The WHO provides a large, detailed, data dictionary for use with the TB burden data. However, searching through this dataset can be tedious. To streamline this process getTBinR
provides a search function to find the definition of a single or multiple variables. Again if not previously used this function will download the data dictionary to the temporary directory, but in subsequent uses will load a local copy.
vars_of_interest <- search_data_dict(var = c("country", "e_inc_100k", "e_inc_100k_lo", "e_inc_100k_hi")) knitr::kable(vars_of_interest)

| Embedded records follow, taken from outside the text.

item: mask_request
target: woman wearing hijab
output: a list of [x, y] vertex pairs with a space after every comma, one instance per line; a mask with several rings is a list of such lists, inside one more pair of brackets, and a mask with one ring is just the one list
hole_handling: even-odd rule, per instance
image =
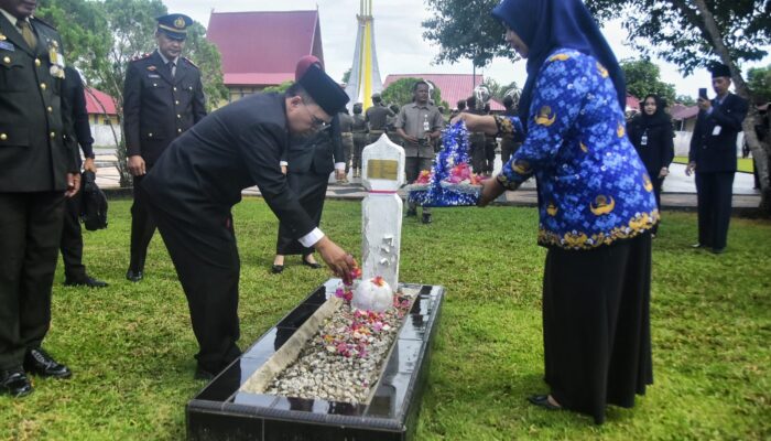
[[[642, 100], [642, 114], [629, 123], [629, 140], [651, 176], [656, 206], [661, 206], [661, 185], [670, 174], [670, 163], [674, 159], [672, 119], [664, 107], [666, 106], [658, 95], [649, 94]], [[651, 230], [651, 237], [655, 237], [658, 229], [656, 224]]]
[[[306, 55], [297, 62], [294, 77], [298, 80], [311, 65], [324, 69], [322, 62], [313, 55]], [[336, 179], [345, 178], [345, 152], [340, 132], [339, 115], [335, 115], [329, 125], [305, 136], [292, 136], [289, 148], [281, 158], [281, 170], [286, 174], [289, 187], [297, 195], [305, 212], [321, 224], [324, 200], [326, 198], [329, 173], [335, 171]], [[284, 256], [302, 255], [302, 262], [313, 269], [322, 265], [313, 257], [314, 249], [304, 247], [293, 238], [292, 232], [284, 224], [279, 224], [279, 238], [271, 272], [284, 270]]]
[[545, 380], [528, 399], [605, 420], [652, 383], [653, 185], [626, 136], [621, 69], [579, 0], [504, 0], [492, 12], [528, 60], [519, 117], [461, 114], [470, 131], [523, 131], [480, 206], [535, 176]]

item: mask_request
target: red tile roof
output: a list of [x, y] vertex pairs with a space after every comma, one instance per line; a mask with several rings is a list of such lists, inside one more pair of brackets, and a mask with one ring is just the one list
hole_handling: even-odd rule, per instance
[[685, 120], [688, 118], [693, 118], [696, 115], [698, 115], [698, 106], [691, 106], [691, 107], [685, 107], [683, 105], [674, 105], [671, 111], [672, 119], [674, 120]]
[[116, 101], [111, 96], [91, 87], [87, 87], [85, 92], [88, 115], [118, 115]]
[[219, 49], [227, 86], [294, 79], [303, 55], [324, 62], [318, 11], [211, 12], [206, 37]]
[[[459, 99], [471, 96], [474, 87], [482, 84], [485, 77], [471, 74], [398, 74], [389, 75], [383, 83], [383, 89], [391, 83], [402, 78], [423, 78], [433, 83], [442, 92], [442, 99], [447, 101], [452, 109], [456, 108]], [[495, 99], [490, 100], [491, 110], [506, 110], [506, 108]]]

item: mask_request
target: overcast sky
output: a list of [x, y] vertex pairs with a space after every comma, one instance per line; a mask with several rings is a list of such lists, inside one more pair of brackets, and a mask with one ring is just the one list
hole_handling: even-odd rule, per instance
[[[211, 10], [285, 11], [318, 7], [327, 72], [339, 80], [352, 63], [359, 0], [163, 0], [163, 3], [170, 12], [188, 14], [205, 26], [208, 25]], [[422, 0], [373, 0], [372, 3], [378, 63], [383, 79], [389, 74], [471, 73], [470, 61], [453, 65], [434, 64], [439, 49], [423, 40], [421, 22], [428, 17], [428, 11]], [[637, 51], [623, 44], [627, 33], [619, 22], [610, 23], [604, 32], [619, 60], [639, 57]], [[709, 86], [709, 73], [706, 71], [697, 71], [684, 78], [674, 65], [658, 60], [654, 62], [661, 67], [662, 80], [674, 84], [677, 94], [695, 98], [699, 87]], [[756, 65], [768, 64], [771, 64], [771, 57]], [[524, 85], [523, 61], [495, 60], [478, 73], [501, 84], [517, 82], [520, 87]]]

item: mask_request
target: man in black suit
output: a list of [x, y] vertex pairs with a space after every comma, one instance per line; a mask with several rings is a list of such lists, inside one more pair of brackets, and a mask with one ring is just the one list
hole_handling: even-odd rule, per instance
[[158, 18], [158, 50], [132, 61], [126, 71], [123, 128], [134, 180], [131, 261], [126, 278], [133, 282], [142, 280], [148, 245], [155, 233], [137, 189], [166, 147], [206, 116], [200, 72], [180, 56], [191, 24], [193, 20], [183, 14]]
[[698, 118], [691, 139], [688, 166], [685, 173], [696, 172], [698, 203], [698, 244], [695, 248], [710, 248], [715, 254], [726, 249], [728, 223], [731, 216], [731, 195], [736, 173], [736, 139], [747, 116], [747, 100], [731, 94], [731, 74], [728, 66], [718, 64], [712, 69], [712, 101], [698, 97]]
[[200, 348], [197, 378], [210, 378], [240, 355], [240, 259], [230, 209], [243, 189], [257, 184], [292, 236], [350, 279], [356, 261], [317, 228], [279, 165], [287, 132], [318, 129], [347, 101], [312, 65], [285, 94], [252, 95], [204, 118], [169, 146], [140, 185], [187, 297]]
[[35, 1], [0, 0], [0, 394], [28, 395], [26, 373], [70, 370], [41, 344], [51, 325], [64, 198], [78, 191], [62, 40]]
[[[77, 143], [83, 150], [86, 161], [83, 170], [91, 173], [97, 172], [94, 163], [94, 138], [91, 128], [88, 125], [88, 111], [86, 110], [86, 95], [83, 88], [80, 74], [72, 66], [64, 68], [64, 88], [62, 96], [69, 101], [72, 110], [73, 133]], [[80, 168], [80, 155], [77, 155], [78, 168]], [[82, 192], [69, 197], [65, 203], [64, 228], [62, 229], [62, 260], [64, 261], [64, 284], [69, 287], [104, 288], [107, 283], [95, 279], [86, 272], [83, 265], [83, 230], [80, 229], [80, 207], [83, 206]]]

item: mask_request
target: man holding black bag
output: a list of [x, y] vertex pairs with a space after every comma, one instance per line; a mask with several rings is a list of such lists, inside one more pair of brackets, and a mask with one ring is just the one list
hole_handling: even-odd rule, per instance
[[[83, 163], [84, 176], [86, 173], [96, 174], [97, 168], [94, 163], [94, 138], [91, 128], [88, 125], [88, 111], [86, 110], [86, 95], [83, 88], [83, 80], [75, 68], [67, 66], [64, 68], [64, 90], [62, 96], [69, 100], [72, 108], [73, 133], [80, 144], [86, 161]], [[78, 165], [80, 158], [78, 155]], [[85, 184], [85, 182], [84, 182]], [[85, 185], [83, 186], [85, 189]], [[86, 272], [83, 265], [83, 233], [80, 230], [80, 212], [84, 202], [84, 192], [78, 192], [65, 203], [64, 228], [62, 229], [62, 241], [59, 250], [64, 260], [64, 284], [68, 287], [104, 288], [107, 283], [95, 279]]]

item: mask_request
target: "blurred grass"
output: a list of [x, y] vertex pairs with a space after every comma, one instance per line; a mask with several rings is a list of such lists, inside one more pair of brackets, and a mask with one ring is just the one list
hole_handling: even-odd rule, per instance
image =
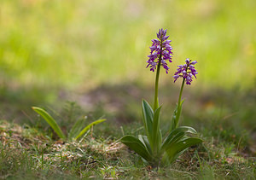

variable_name | dataset | code_list | definition |
---|---|---|---|
country | Country identification | Country or territory name | |
e_inc_100k | Estimates | Estimated incidence (all forms) per 100 000 population | |
e_inc_100k_hi | Estimates | Estimated incidence (all forms) per 100 000 population, high bound | |
e_inc_100k_lo | Estimates | Estimated incidence (all forms) per 100 000 population, low bound |
We might also want to search the variable definitions for key phrases, for example mortality.
defs_of_interest <- search_data_dict(def = c("mortality")) knitr::kable(defs_of_interest)
variable_name | dataset | code_list | definition |
---|---|---|---|
e_mort_100k | Estimates | Estimated mortality of TB cases (all forms) per 100 000 population | |
e_mort_100k_hi | Estimates | Estimated mortality of TB cases (all forms) per 100 000 population, high bound | |
e_mort_100k_lo | Estimates | Estimated mortality of TB cases (all forms) per 100 000 population, low bound | |
e_mort_exc_tbhiv_100k | Estimates | Estimated mortality of TB cases (all forms, excluding HIV) per 100 000 population | |
e_mort_exc_tbhiv_100k_hi | Estimates | Estimated mortality of TB cases (all forms, excluding HIV), per 100 000 population, high bound | |
e_mort_exc_tbhiv_100k_lo | Estimates | Estimated mortality of TB cases (all forms, excluding HIV), per 100 000 population, low bound | |
e_mort_tbhiv_100k | Estimates | Estimated mortality of TB cases who are HIV-positive, per 100 000 population | |
e_mort_tbhiv_100k_hi | Estimates | Estimated mortality of TB cases who are HIV-positive, per 100 000 population, high bound | |
e_mort_tbhiv_100k_lo | Estimates | Estimated mortality of TB cases who are HIV-positive, per 100 000 population, low bound |
Finally we could both search for a known variable and for key phrases in variable definitions.
vars_defs_of_interest <- search_data_dict(var = c("country"), def = c("mortality")) knitr::kable(vars_defs_of_interest)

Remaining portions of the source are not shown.